Oleh : Vinna
Risqa Shabrina Langi dan Cyntia
Ayu Wardani
Uang emas dan perak sudah dikenal
jauh lebih lama dari kedatangan Islam di Jazirah Arab. Uang merupakan sesuatu
yang telah diakui dan disahkan untuk dijadikan sebagai alat untuk menukar
barang atau jasa yang kita butuhkan. Dahulu sebelum munculnya uang, manusia
cenderung berperilaku untuk melakukan barter atau saling menukarkan barang yang
mereka butuhkan. Namun kegiatan barter tidak berlangsung lama. Karena, barter
dirasakan cenderung menyulitkan dan terkadang barang yang ditukarkan tidak
memiliki nilai yang sesuai. Sehingga
keberadaan uang pada saat itu mulai dibutuhkan. Pada masa awal uang dibuat
dengan menggunakan bahan dasar berupa besi yang harganya cenderung lebih murah.

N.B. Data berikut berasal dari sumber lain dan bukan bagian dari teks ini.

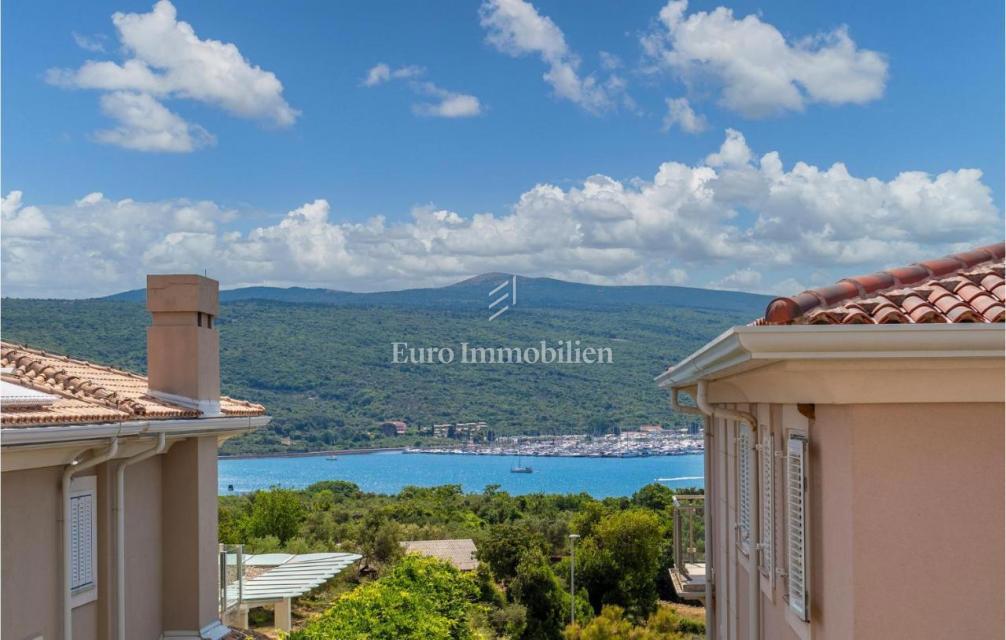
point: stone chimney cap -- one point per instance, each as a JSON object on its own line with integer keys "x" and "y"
{"x": 174, "y": 293}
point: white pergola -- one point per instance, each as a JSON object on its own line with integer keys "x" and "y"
{"x": 286, "y": 576}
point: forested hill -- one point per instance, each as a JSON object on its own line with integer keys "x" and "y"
{"x": 532, "y": 293}
{"x": 326, "y": 375}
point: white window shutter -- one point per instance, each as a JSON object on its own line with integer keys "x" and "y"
{"x": 744, "y": 486}
{"x": 796, "y": 511}
{"x": 81, "y": 539}
{"x": 768, "y": 519}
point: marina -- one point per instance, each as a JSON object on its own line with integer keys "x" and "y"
{"x": 389, "y": 472}
{"x": 635, "y": 444}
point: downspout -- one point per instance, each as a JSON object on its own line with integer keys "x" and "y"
{"x": 121, "y": 529}
{"x": 67, "y": 475}
{"x": 710, "y": 573}
{"x": 753, "y": 586}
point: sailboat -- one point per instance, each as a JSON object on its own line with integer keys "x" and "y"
{"x": 521, "y": 468}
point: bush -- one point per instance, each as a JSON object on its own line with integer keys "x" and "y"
{"x": 420, "y": 599}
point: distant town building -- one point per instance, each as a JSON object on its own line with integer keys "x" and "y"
{"x": 393, "y": 428}
{"x": 460, "y": 552}
{"x": 460, "y": 431}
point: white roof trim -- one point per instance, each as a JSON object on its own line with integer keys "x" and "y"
{"x": 746, "y": 347}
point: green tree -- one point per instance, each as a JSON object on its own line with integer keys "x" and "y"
{"x": 622, "y": 562}
{"x": 538, "y": 590}
{"x": 421, "y": 599}
{"x": 503, "y": 546}
{"x": 276, "y": 512}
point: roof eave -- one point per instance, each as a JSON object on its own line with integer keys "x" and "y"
{"x": 746, "y": 347}
{"x": 28, "y": 436}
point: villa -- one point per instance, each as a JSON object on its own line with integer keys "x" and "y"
{"x": 110, "y": 489}
{"x": 854, "y": 459}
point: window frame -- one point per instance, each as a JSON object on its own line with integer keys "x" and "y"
{"x": 767, "y": 503}
{"x": 797, "y": 613}
{"x": 744, "y": 469}
{"x": 81, "y": 487}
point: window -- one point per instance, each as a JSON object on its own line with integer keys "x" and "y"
{"x": 744, "y": 469}
{"x": 82, "y": 536}
{"x": 796, "y": 517}
{"x": 768, "y": 518}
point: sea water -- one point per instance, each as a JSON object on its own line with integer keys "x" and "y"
{"x": 388, "y": 472}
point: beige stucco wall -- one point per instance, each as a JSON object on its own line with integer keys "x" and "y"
{"x": 143, "y": 544}
{"x": 189, "y": 564}
{"x": 928, "y": 533}
{"x": 170, "y": 562}
{"x": 29, "y": 508}
{"x": 905, "y": 523}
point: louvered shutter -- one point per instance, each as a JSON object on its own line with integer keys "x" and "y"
{"x": 768, "y": 520}
{"x": 81, "y": 539}
{"x": 796, "y": 511}
{"x": 744, "y": 486}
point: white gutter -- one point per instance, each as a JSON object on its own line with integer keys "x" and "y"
{"x": 710, "y": 574}
{"x": 157, "y": 449}
{"x": 23, "y": 436}
{"x": 753, "y": 590}
{"x": 751, "y": 346}
{"x": 67, "y": 475}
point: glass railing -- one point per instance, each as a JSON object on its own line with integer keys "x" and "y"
{"x": 689, "y": 531}
{"x": 231, "y": 577}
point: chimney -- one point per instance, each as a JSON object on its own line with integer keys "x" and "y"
{"x": 183, "y": 346}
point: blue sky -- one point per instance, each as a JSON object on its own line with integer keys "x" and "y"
{"x": 328, "y": 181}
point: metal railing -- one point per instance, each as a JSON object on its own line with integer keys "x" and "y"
{"x": 231, "y": 580}
{"x": 689, "y": 531}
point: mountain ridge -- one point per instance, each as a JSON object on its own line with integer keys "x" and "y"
{"x": 473, "y": 292}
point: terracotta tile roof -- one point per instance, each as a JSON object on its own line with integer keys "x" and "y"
{"x": 460, "y": 552}
{"x": 965, "y": 287}
{"x": 87, "y": 392}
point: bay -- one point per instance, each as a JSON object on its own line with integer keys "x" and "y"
{"x": 388, "y": 472}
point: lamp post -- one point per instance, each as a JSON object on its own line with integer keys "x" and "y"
{"x": 572, "y": 572}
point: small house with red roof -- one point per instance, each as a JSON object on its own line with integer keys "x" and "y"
{"x": 854, "y": 482}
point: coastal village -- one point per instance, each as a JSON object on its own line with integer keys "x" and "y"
{"x": 652, "y": 441}
{"x": 763, "y": 446}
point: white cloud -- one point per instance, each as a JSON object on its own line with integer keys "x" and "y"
{"x": 680, "y": 114}
{"x": 736, "y": 218}
{"x": 93, "y": 43}
{"x": 757, "y": 69}
{"x": 147, "y": 125}
{"x": 92, "y": 198}
{"x": 381, "y": 72}
{"x": 448, "y": 104}
{"x": 745, "y": 279}
{"x": 516, "y": 28}
{"x": 22, "y": 221}
{"x": 166, "y": 59}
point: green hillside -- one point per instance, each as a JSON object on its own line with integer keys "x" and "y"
{"x": 325, "y": 371}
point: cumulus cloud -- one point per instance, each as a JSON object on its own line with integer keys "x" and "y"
{"x": 93, "y": 43}
{"x": 516, "y": 28}
{"x": 164, "y": 58}
{"x": 446, "y": 104}
{"x": 735, "y": 219}
{"x": 745, "y": 279}
{"x": 680, "y": 114}
{"x": 147, "y": 125}
{"x": 757, "y": 70}
{"x": 381, "y": 72}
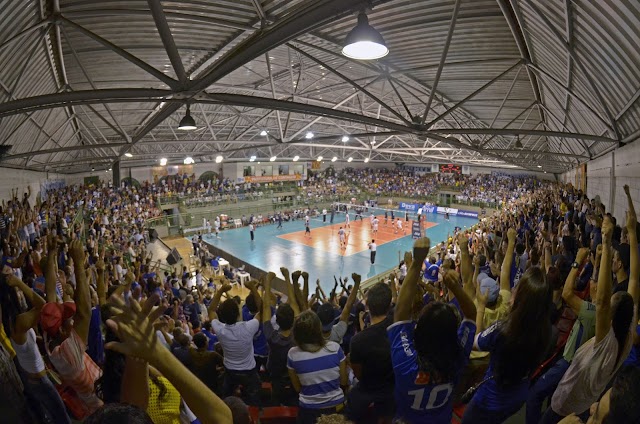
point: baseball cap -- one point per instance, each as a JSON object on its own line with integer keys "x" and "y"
{"x": 490, "y": 286}
{"x": 327, "y": 314}
{"x": 53, "y": 315}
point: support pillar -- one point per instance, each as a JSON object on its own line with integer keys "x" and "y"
{"x": 115, "y": 169}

Hingga akhirnya manusia mengenal emas dan perak yang digunakan untuk menjadi bahan
dasar uang karena emas dan perak tersebut dianggap lebih layak.
Setelah mengenal uang yang berbahan
dasar emas dan perak, bangsa Arab mulai mencetak mata uang sendiri yang dikenal
dengan Dinar (uang emas) dan Dirham (uang perak). Pertama kali umat Islam
menggunakan dinar dan dirham sebagai mata uang yang sah pada masa pemerintahan
khalifah Umar Bin Khattab RA. Dengan menggunakan kedua mata uang tersebut
perekonomian Islam berkembang sangat pesat.
Uang di Awal Masa Islam
Dinar dan dirham pada awalnya telah
berlaku dari masa sebelum Islam. Bangsa Roma dan Persia telah menggunakan kedua
mata uang tersebut sebagai alat tukar yang sah. Karena adanya aktivitas
perdagangan dinar Roma banyak beredar di kalangan penduduk Mekkah. Penggunaan
dinar Roma dan dirham Persia berlangsung secara terus-menerus di kalangan orang
Arab hingga datangnya Islam. Walaupun pada saat itu uang Yaman juga beredar,
namun penggunaannya sangat terbatas. Bangsa Arab menyebut uang emas dengan
istilah “al-a’in” sedangak uang perak disebut dengan istilah “al-wariq”.
Uang di Masa Kenabian
Muhammad SAW
Dinar di masa Nabi Muhammad dari awal
ia diutus menjadi Nabi sampai ia meninggal bentuk fisik dinar masih sama
seperti keadaan awal, yaitu bentuknya masih berbeda-beda dan sudah diketahui
berapa berat dan kadar karatnya. Juga telah diidentifikasikan siapa yang
bertanggung jawab atas pengukur berat dan kadarnya dengan menuliskan siapa yang
mengeluarkan uang tersebut. Dengan demikian di masa ini belum ada dinar yang
dicetak resmi sebagai simbol mata uang umat Islam. Karena, pada saat itu
Rasulullah SAW masih sibuk dengan perkara-perkara yang lebih penting. Perhatian
Nabi Muhammad banyak tercurah pada penyatuan Jazirah Arab baik secara politik
maupun keagamaan. Namun demikian Islam membawa pandangan baru dalam hal ekonomi
secara umum juga aturan-aturan khusus mengenai uang yang berkaitan dengan
pertukaran uang yang adil.
Uang di Masa Abu bakar
As-shidiq ra
Di masa pemerintahan khalifah Abu
bakar As-shidiq keadaan entuk mata uang dinar masih sama dengan masa Nabi
Muhammad SAW. Hal ini disebabkan karena masa pemerintahan khalifah Abu bakar
As-shidiq reatif pendek dan banyak juga perkara yang harus ditangani.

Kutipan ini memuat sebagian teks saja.